The district also plans to use half a million ESSER III dollars to hire tutors for the current academic year. Because the money is a one-time allocation, Nees said she hopes there will be a renewed commitment among lawmakers and voters to buttress education funding in Colorado past 2024.
“We’re going to hold on and hope in three years that the state will come back with additional funding for education,” she said.
More help from state
A major concern from district leaders is the stability of education funding once the pandemic is in the rearview mirror, according to Colorado Department of Education Chief Operating Officer Jennifer Okes.
As recently as 2018, Colorado voters soundly rejected a $1.6 billion ballot measure to fund schools.
“We do hear there is still a desire to address the systemic, long-term funding issues,” she said.
While there are no immediate answers to overall school funding issues in Colorado, she pointed out that 10% of the nearly $1.2 billion in ESSER III money is allocated to the state. Of that amount, the education department plans to put more than $80 million towards addressing learning loss, including with after-school and summer programming.
The 1,150-student Monte Vista School District, which is in the rural and sparsely populated San Luis Valley, will see $2.67 million in ESSER III cash.
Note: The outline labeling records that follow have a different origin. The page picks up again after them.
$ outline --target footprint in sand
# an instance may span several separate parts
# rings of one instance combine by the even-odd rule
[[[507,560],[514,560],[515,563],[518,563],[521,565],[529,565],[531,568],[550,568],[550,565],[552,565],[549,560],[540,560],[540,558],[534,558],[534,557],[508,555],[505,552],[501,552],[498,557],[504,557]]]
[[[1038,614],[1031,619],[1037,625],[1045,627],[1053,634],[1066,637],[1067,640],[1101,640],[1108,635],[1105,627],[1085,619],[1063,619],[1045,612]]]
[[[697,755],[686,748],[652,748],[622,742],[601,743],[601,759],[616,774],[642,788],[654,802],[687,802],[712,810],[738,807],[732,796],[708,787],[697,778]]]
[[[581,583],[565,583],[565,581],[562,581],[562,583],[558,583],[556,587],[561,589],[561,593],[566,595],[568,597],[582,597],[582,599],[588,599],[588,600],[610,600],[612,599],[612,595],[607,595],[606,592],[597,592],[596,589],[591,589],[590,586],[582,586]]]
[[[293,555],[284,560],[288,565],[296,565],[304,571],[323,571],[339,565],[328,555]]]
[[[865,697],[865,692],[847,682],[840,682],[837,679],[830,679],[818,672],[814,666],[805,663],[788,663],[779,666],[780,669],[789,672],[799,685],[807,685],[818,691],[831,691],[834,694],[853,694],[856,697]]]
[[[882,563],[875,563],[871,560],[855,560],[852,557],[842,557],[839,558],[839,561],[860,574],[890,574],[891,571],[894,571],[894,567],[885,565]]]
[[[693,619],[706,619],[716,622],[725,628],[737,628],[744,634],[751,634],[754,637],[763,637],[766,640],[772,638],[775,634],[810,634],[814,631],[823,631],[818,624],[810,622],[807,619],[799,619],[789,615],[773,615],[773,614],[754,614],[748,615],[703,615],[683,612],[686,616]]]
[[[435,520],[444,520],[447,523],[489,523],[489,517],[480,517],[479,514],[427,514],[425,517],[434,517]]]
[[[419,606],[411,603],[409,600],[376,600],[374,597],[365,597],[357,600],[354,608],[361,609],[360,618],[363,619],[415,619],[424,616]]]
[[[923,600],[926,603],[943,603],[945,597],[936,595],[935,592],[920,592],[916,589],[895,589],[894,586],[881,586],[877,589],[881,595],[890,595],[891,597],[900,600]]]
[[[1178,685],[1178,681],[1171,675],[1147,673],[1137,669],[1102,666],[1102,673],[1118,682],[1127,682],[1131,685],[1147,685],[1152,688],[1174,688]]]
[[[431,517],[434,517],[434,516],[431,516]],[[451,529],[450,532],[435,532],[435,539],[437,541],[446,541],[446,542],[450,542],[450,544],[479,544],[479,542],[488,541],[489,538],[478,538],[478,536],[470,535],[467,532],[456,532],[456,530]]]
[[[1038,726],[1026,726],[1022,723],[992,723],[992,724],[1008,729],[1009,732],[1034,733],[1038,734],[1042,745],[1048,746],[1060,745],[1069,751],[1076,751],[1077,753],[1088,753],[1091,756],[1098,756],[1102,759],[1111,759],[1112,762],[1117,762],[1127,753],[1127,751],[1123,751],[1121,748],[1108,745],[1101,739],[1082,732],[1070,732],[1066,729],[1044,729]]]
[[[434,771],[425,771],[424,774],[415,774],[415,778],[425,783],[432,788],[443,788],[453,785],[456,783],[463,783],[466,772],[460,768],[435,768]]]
Superintendent Scott Wiedeman said the district — like many across the state — employed a hybrid system during the pandemic.
“It was hard to keep kids engaged in everyday school,” he said. “Pretty soon, those kids who aren’t engaged disappeared and were hard to find. We lost our relationship with some of our kids.”
But the district was able to scramble, shifting art, music and physical education teachers into classrooms, and bringing class sizes down to from 20 to 25 students to 13 to 15.
Wiedeman said the district plans to use 60% of its ESSER III windfall to tackle learning loss, including the hiring of an instructional coach and a reading interventionist. Monte Vista also will extend the employment of nine new teachers through 2024.
Wiedeman hopes the smaller classes that result from the increased staffing lead to more individualized instruction experiences that catch students before they fall through the cracks.
“I think it’s given us the opportunity to do things we’ve never done before,” Wiedeman said.